How does one top that? was the obvious thought as I came back from the bathroom after cleaning myself up. A blast of trumpets quickly answered that.
"Hello, world," silked John Laws from the ramparts of his beloved Citadel of Courage.
And then The Golden Tonsils was away, keeping the dream of a long lunch at Catalina's alive. He had just spent the weekend out in the country after returning safe and sound from America courtesy of those wonderful people at Qantas, and he and the princess just could not believe how pleasurable to drive was the new Toyota Turbo-charged Landcruiser Delux XXXLX ......
Sadly, work called and I had to pull myself away from Laws's hypnotic spiel, but not before he got in an almighty spray against the state's agriculture minister.
Well, this moron of a minister, this laughable lunatic on the red leather seat, this captive of the Chardonnay socialists and a fool beholden to the Balmain basket weavers had allowed a noxious weed to grow wild in some Crown waterway somewhere up in provincial NSW, hadn't he? If memory serves, it was some virulent strain of water hyacinth, although Laws kept referring to it by its scientific name, Valvalinus youknowwhatimeanis. Now, Laws had spoken to many farmers about the dangers of letting that happen, and by jove you've got to listen to farmers because it's their land and they treat it right. Have to! It's their living and they'd never do anything to hurt it. They told me, John, the first good rains are going to wash that weed right out of that reserve and into the waterways of the state and beyond and then Australia will never get rid of it. Well, folks, that's just what happened over the weekend.

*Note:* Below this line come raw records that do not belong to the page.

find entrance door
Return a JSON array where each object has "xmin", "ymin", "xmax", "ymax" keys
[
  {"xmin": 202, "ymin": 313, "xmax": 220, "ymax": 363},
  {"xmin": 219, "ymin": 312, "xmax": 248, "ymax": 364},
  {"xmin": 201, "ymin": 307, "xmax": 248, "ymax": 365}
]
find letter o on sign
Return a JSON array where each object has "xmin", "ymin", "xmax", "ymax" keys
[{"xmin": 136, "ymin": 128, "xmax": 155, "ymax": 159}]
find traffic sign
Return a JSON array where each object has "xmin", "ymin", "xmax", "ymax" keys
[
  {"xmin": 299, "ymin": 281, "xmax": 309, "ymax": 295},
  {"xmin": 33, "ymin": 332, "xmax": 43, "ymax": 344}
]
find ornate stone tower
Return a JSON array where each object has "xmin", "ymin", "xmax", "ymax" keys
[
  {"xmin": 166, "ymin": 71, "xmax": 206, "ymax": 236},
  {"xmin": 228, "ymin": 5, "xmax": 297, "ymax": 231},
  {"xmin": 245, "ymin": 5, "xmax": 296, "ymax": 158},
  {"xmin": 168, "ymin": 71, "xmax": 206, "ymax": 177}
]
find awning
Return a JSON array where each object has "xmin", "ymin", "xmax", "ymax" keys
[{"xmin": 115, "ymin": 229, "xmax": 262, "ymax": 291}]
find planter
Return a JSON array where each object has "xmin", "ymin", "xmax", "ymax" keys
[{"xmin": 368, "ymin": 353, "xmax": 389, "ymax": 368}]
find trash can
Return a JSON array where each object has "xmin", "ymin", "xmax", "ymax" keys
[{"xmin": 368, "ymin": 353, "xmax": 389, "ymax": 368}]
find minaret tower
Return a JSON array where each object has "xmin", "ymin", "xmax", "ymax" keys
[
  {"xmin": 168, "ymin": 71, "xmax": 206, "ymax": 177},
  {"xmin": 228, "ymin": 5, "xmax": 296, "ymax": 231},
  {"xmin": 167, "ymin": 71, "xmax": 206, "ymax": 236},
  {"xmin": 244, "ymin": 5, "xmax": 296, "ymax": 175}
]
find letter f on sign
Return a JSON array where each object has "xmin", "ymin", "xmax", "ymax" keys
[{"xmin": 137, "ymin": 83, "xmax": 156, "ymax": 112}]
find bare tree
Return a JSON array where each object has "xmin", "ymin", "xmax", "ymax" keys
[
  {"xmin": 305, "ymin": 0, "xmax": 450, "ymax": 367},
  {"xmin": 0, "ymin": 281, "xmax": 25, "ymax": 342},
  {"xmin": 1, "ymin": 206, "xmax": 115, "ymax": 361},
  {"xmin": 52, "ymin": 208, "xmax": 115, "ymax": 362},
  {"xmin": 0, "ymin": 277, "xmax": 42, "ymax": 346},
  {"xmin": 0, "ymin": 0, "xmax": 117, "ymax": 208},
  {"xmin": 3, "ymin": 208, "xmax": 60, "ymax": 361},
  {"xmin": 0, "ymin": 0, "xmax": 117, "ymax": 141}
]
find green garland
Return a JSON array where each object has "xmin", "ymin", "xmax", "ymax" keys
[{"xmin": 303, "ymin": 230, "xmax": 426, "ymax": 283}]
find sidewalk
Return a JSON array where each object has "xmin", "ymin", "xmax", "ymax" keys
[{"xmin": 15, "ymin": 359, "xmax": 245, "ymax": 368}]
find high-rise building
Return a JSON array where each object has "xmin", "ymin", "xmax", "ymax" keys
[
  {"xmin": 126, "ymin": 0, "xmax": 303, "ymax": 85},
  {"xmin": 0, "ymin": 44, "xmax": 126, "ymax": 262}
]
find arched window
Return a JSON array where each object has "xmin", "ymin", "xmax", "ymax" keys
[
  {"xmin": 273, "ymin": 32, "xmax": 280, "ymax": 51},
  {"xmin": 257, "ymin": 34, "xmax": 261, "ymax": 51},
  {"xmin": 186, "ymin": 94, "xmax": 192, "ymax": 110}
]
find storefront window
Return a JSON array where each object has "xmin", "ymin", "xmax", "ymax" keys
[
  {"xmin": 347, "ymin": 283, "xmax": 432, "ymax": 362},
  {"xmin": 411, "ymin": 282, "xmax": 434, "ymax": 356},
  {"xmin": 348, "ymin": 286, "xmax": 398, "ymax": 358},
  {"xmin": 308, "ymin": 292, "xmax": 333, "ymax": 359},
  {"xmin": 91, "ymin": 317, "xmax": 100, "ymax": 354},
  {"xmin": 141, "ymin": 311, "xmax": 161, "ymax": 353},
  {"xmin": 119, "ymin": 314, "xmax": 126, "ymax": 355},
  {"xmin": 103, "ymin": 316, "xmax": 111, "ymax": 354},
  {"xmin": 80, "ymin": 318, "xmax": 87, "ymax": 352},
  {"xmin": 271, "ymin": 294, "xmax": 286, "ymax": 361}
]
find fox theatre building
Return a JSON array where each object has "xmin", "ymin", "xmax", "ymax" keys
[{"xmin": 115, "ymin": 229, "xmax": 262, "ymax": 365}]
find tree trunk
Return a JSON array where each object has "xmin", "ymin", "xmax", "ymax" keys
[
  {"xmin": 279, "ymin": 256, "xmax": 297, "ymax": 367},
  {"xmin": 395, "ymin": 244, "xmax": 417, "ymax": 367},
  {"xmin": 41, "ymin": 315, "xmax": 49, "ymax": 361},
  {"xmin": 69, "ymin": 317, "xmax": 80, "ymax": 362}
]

Sadly, I had to race out of the house so didn't hear whether the minister had done the right thing and resigned that morning.
I spent the next 20 minutes in the train, trying to work out how I felt about these two great radio men of Sydeney. Now that I was a Sydeneysider myself, should I listen to them every morning? For that matter, was I required to? Could you be fined if you didn't? And what if you ever disagreed with them? What if Laws's citadel of courage turned out to be nothing more than a Bastion of Bombastry.

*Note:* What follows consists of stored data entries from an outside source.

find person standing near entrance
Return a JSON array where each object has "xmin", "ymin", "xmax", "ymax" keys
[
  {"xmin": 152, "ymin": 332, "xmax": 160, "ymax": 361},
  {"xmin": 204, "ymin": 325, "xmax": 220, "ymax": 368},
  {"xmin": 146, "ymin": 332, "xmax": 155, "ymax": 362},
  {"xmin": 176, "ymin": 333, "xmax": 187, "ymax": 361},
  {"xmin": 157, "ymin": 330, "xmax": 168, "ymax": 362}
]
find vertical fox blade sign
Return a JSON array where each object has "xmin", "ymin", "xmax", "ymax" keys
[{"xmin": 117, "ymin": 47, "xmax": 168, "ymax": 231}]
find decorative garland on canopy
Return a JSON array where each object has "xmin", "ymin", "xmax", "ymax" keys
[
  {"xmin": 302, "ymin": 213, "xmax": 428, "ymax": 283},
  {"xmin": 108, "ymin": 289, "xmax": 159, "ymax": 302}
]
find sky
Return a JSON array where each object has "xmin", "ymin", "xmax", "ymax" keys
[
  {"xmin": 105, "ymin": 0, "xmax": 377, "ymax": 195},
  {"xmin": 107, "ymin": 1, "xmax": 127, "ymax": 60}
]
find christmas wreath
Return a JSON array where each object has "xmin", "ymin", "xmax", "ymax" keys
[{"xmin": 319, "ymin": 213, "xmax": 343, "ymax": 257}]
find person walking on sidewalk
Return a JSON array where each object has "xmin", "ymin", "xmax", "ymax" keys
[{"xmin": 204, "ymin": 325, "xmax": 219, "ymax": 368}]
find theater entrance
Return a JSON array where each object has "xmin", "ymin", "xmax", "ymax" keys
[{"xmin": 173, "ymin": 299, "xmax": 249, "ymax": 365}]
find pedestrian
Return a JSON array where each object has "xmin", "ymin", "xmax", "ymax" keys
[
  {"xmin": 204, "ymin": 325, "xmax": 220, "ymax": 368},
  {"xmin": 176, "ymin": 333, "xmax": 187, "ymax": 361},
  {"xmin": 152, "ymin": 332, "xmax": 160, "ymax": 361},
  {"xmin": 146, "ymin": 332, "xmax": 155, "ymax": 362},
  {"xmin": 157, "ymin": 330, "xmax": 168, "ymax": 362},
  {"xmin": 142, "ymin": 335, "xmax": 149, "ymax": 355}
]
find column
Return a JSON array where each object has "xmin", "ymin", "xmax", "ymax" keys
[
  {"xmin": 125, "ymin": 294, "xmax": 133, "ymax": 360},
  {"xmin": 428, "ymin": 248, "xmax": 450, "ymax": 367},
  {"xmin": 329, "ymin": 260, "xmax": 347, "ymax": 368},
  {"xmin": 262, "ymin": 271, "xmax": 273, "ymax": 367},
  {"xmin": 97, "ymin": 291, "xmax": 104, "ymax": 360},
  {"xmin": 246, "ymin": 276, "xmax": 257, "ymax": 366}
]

A few minutes later, I was never to doubt them ever again.
Is this normal for this time of day, I thought as I emerged blinking from Town Hall Station to find traffic at the George and Bathurst intersection in absolute gridlock. A white-faced man nodded further up George Street towards Circular Quay and uttered just one word and it chilled my bones: "Hyacinth!"
Yes, absolute tonnes of the stuff had smashed its way through the road surface at the corner of Market and George. By midday, it had clogged the entire inner-harbour and the ferry fleet's propellers had ground to a halt.
Even now, almost four years later and after a multi-million dollar clean-up operation that has only just concluded, Olympic visitors will notice just how green the harbour waters are from when the hyacinth was first poisoned and then shredded, its mass simply too great to consider physical removal.
No, I'm never, ever, going to disagree with Laws – or Jones – ever again.
If either tells me that Rams Home Loans or Qantas or Optus or Westpac or whatever are the way to go, then I'll go that way.
For the world is Sydeney and Sydeney believes their every word.